Cookbook Memories

For National Cookbook Month we are focusing on the importance of these books in our lives. There are cookbooks that are irreplaceable, like Grandma’s stained and annotated Joy of Cooking, or the treasured recipes that the family historian had printed and distributed to the clan. These books connect us to the past, to the knowledge of the cooks before us. For a great  perspective on the power of the cookbook read this moving NY Times article.

Cooking alone quote.jpg

 

We  asked the D’Artagnan staff to share stories about cookbooks that made a difference in their lives.

There is a cookbook I can tell you about that had tremendous impact on me. My first real job was washing dishes at Jerry’s Seafood in Sparta, NJ. I worked for a woman named Elizabeth McGee, and in the small kitchen there, if I was caught up on dishes, she’d walk me through the recipes in her binder. It was sticky; stained yellow from w
hat I imagine was decades of fry oil and cigarettes.

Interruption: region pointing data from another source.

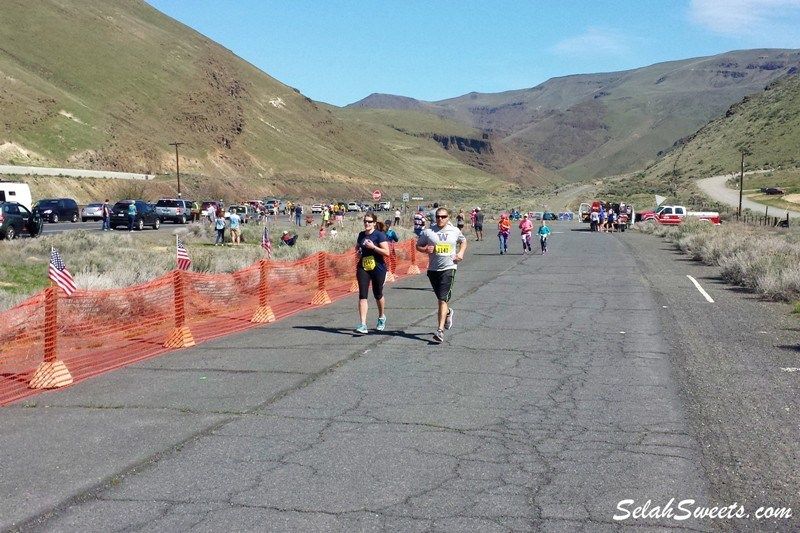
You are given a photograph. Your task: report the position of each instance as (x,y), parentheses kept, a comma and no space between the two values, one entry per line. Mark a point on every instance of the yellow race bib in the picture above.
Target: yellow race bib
(368,263)
(443,249)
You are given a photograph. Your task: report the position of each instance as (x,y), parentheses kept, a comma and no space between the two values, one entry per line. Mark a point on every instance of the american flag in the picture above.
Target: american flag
(58,273)
(184,261)
(265,242)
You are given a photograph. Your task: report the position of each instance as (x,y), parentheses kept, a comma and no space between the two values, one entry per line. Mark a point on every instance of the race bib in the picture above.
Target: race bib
(443,248)
(368,263)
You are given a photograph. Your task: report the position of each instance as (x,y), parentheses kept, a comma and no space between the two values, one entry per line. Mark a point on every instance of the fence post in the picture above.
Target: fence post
(321,297)
(180,336)
(392,266)
(52,372)
(413,269)
(264,312)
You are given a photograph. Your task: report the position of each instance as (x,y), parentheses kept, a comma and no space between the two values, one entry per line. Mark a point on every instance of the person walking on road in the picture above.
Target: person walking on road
(526,228)
(445,246)
(419,222)
(106,211)
(373,248)
(543,232)
(503,229)
(298,214)
(236,230)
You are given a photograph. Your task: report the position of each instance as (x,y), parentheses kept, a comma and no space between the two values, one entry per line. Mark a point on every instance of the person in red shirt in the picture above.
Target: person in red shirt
(526,228)
(503,229)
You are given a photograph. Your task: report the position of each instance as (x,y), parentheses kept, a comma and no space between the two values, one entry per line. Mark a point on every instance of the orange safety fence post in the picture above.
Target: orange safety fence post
(264,311)
(321,297)
(392,266)
(413,269)
(52,372)
(354,283)
(180,336)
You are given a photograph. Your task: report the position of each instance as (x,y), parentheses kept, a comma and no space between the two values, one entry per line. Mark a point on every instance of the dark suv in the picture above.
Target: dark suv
(15,219)
(145,215)
(174,209)
(56,209)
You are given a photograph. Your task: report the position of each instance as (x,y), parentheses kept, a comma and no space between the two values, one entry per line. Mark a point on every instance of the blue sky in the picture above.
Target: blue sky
(341,51)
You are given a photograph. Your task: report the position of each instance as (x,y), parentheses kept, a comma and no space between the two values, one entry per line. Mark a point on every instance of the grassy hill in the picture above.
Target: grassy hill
(592,125)
(108,85)
(767,125)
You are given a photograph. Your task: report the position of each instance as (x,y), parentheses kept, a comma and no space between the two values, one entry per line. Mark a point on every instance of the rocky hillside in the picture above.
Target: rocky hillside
(600,124)
(108,85)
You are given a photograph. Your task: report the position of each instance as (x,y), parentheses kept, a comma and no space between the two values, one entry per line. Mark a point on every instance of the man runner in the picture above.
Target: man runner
(445,246)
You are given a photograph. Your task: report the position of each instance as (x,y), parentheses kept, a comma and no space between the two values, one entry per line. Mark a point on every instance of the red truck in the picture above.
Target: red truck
(675,214)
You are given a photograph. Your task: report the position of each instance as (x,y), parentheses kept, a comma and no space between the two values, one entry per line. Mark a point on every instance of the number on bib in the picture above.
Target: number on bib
(368,263)
(443,249)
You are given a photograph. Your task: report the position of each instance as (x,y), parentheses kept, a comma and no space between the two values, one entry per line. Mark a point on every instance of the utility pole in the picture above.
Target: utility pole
(744,151)
(178,168)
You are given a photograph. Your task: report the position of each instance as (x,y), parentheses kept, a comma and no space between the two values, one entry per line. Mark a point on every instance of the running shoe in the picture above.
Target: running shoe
(448,321)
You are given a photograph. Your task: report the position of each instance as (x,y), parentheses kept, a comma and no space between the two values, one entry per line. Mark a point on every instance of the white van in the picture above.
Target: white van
(13,191)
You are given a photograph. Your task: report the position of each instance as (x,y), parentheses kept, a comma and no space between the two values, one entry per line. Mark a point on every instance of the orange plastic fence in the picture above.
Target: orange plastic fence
(51,340)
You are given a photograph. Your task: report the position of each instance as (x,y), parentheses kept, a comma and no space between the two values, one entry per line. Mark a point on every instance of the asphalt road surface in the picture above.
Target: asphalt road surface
(570,382)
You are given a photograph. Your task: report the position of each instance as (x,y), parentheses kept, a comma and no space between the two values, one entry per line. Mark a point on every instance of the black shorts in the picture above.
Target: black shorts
(377,276)
(442,282)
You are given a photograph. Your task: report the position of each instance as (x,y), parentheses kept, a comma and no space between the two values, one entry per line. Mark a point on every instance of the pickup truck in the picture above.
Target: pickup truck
(675,214)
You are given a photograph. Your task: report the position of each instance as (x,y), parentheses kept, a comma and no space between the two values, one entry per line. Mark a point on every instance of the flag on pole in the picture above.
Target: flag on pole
(58,273)
(265,242)
(184,261)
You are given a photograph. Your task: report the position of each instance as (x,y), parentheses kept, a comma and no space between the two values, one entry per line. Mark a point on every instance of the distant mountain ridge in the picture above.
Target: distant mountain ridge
(109,85)
(590,125)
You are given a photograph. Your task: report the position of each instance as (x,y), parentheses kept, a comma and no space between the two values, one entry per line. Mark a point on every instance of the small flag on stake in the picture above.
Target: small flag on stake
(184,261)
(265,242)
(58,273)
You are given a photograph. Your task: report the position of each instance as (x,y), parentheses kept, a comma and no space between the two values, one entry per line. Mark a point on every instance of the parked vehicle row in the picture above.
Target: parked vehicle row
(16,220)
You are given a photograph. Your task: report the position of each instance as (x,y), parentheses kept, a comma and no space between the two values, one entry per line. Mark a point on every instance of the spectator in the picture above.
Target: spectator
(219,225)
(298,214)
(236,230)
(288,239)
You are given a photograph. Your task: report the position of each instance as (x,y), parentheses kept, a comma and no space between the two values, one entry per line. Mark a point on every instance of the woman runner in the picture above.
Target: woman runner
(373,248)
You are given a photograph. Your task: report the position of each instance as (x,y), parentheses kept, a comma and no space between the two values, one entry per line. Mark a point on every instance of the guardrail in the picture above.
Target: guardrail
(49,341)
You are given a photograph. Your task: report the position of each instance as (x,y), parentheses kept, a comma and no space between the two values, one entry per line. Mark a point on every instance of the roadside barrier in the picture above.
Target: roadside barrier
(50,340)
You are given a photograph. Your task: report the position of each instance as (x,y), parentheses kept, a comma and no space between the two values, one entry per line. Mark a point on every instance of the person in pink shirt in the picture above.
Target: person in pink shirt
(526,228)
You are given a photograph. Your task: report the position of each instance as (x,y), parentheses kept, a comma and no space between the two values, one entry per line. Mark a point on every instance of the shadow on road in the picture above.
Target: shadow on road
(386,333)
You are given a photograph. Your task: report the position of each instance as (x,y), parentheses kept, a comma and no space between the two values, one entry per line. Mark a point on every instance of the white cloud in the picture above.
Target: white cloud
(738,17)
(593,42)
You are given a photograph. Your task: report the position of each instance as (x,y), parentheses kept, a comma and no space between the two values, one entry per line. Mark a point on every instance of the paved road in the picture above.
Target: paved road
(716,189)
(570,381)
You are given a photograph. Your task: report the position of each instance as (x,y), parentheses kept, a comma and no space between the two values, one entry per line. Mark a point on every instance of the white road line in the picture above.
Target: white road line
(699,288)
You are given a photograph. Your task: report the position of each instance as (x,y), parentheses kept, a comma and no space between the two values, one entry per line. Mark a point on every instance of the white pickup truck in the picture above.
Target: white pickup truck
(675,214)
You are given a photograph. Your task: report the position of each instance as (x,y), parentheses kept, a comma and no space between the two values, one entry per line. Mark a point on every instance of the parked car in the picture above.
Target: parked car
(275,206)
(175,210)
(245,212)
(145,215)
(15,220)
(55,209)
(92,212)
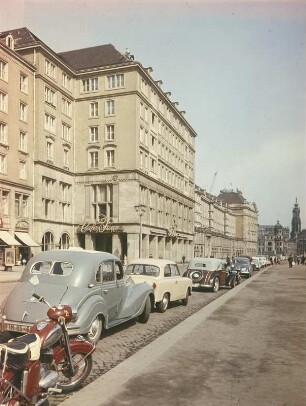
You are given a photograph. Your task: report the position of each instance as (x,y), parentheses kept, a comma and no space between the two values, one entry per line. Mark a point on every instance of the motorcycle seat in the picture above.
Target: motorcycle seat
(33,342)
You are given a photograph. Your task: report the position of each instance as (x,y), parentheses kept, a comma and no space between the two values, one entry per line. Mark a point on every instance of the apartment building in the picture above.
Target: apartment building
(16,154)
(110,159)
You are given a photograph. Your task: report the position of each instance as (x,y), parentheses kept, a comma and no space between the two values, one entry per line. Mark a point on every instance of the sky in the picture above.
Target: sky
(237,68)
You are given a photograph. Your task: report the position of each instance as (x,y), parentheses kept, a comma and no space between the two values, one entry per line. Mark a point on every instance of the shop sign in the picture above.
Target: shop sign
(22,225)
(104,225)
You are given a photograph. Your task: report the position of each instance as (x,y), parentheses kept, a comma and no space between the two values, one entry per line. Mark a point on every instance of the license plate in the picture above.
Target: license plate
(19,328)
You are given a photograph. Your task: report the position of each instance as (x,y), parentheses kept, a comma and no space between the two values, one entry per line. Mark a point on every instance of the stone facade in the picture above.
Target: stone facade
(108,162)
(107,140)
(225,225)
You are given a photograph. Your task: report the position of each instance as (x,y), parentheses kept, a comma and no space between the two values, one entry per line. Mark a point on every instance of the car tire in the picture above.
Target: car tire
(95,331)
(185,300)
(5,336)
(163,305)
(145,315)
(216,286)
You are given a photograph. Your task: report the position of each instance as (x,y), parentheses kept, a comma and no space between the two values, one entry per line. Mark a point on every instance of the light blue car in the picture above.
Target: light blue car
(91,281)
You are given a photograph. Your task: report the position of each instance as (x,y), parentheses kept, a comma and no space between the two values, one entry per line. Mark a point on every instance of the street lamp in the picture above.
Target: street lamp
(140,210)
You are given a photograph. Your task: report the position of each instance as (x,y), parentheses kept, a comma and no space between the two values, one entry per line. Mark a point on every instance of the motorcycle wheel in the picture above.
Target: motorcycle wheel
(83,366)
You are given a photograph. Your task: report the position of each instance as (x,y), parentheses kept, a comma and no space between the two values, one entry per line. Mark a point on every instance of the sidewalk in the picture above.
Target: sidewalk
(244,348)
(12,276)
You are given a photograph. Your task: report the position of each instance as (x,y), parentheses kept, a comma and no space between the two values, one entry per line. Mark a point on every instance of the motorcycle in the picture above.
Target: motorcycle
(44,361)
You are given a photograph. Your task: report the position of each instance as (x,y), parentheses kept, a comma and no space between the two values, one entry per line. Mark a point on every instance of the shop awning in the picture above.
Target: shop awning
(8,238)
(26,239)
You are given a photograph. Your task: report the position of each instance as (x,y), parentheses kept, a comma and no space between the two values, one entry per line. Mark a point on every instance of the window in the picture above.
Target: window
(3,70)
(93,109)
(50,69)
(110,158)
(66,132)
(3,102)
(50,150)
(93,159)
(66,107)
(23,141)
(3,133)
(21,205)
(3,163)
(23,112)
(108,274)
(90,85)
(102,201)
(50,96)
(49,123)
(110,132)
(22,170)
(66,158)
(65,190)
(65,242)
(93,134)
(47,241)
(23,83)
(110,107)
(115,81)
(66,81)
(4,197)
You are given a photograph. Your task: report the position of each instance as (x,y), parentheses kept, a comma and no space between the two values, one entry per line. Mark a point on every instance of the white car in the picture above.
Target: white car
(164,276)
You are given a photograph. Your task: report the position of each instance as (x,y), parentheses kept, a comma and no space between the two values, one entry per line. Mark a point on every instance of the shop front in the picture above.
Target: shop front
(103,235)
(8,250)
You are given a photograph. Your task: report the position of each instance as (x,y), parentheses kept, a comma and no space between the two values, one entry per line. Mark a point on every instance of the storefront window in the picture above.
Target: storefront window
(47,241)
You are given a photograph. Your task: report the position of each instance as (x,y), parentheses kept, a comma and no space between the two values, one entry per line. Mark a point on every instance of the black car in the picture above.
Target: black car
(244,266)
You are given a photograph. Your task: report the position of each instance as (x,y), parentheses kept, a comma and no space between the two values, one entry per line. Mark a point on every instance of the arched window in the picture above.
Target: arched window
(47,241)
(64,241)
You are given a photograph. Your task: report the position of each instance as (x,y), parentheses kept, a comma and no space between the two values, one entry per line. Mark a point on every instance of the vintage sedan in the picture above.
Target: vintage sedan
(211,273)
(164,276)
(91,281)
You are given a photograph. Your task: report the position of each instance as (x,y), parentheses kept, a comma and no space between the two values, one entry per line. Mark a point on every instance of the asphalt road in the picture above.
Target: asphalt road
(246,348)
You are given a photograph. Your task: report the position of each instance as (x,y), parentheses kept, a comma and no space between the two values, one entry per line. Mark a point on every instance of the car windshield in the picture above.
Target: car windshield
(52,268)
(245,263)
(142,269)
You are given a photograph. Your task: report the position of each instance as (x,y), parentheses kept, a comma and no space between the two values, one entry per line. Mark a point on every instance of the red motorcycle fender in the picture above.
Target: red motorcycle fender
(33,388)
(77,346)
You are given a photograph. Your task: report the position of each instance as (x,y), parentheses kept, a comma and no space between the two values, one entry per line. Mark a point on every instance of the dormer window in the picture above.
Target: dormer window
(10,42)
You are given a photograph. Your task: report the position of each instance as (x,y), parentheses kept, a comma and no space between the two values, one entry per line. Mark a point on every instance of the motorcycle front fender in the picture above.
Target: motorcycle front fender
(76,346)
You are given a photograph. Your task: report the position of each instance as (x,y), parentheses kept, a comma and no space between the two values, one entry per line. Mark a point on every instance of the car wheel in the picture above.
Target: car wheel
(95,330)
(216,285)
(145,315)
(185,300)
(163,305)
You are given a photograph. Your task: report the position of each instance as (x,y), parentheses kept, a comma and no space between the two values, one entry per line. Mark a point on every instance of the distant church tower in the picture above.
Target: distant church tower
(296,221)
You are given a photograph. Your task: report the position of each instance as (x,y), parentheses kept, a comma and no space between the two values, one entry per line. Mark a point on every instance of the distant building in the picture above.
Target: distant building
(274,240)
(224,225)
(246,220)
(296,222)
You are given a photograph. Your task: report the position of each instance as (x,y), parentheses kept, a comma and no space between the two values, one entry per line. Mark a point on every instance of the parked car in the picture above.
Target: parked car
(164,276)
(257,263)
(211,273)
(91,281)
(244,265)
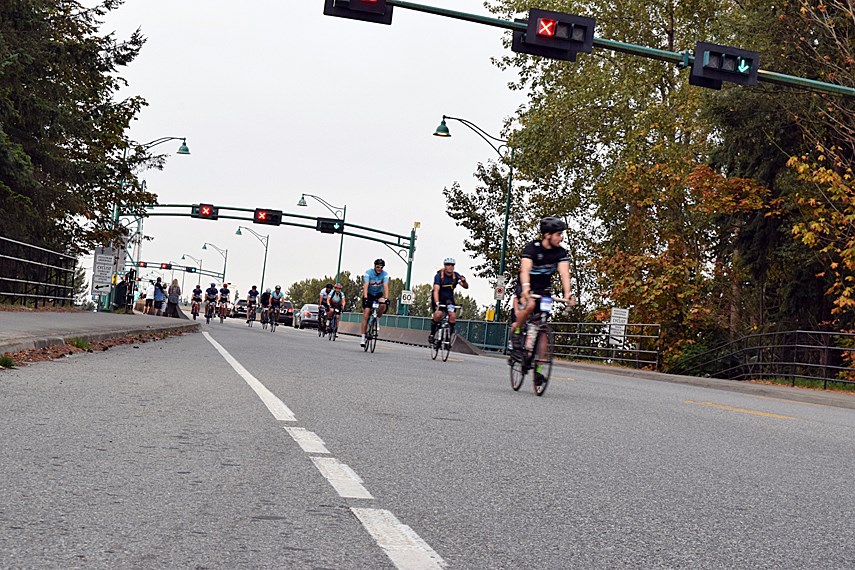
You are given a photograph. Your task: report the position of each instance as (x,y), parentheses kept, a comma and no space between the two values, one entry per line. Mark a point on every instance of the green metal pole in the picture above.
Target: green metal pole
(505,233)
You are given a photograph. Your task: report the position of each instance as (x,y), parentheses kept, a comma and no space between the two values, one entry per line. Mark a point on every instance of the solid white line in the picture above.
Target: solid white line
(307,440)
(402,545)
(343,479)
(278,408)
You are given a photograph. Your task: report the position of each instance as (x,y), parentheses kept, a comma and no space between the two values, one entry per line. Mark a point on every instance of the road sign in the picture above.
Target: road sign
(617,326)
(102,271)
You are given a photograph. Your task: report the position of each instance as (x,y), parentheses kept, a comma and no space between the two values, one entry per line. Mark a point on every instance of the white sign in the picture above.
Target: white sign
(102,271)
(617,326)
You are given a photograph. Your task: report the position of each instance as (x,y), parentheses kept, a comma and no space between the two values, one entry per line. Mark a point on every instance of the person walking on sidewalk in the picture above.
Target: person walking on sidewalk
(172,299)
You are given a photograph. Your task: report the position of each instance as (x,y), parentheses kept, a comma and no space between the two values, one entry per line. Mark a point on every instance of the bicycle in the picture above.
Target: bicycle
(442,336)
(209,311)
(332,326)
(371,330)
(538,345)
(274,320)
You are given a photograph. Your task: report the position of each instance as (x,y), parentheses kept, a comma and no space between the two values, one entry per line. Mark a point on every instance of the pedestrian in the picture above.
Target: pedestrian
(173,298)
(149,299)
(159,298)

She passed some time ago, but I think of her often when I need good advice. I wish I had a copy…there was some great stuff in there.   – Joe, Retail Sales

Another story from the kitchen came from Greg, who treasures a cookbook that was given to him by his mentor.

alfred-portale-simple-pleasures

After a few years honing my cooking techniques in the kitchen, my chef gave me Alfred Portale Simple Pleasures from his personal collection. It was the first book that sparked the creative juices in my head and got me thinking about how I could express my own cooking styles. It became my go to when I hit a mental block.

– Greg, Inside Sales

Tell us about a cookbook that has personal meaning to you. Leave a comment and explain why, or tag @dartagnanfoods on Facebook, Instagram or Twitter.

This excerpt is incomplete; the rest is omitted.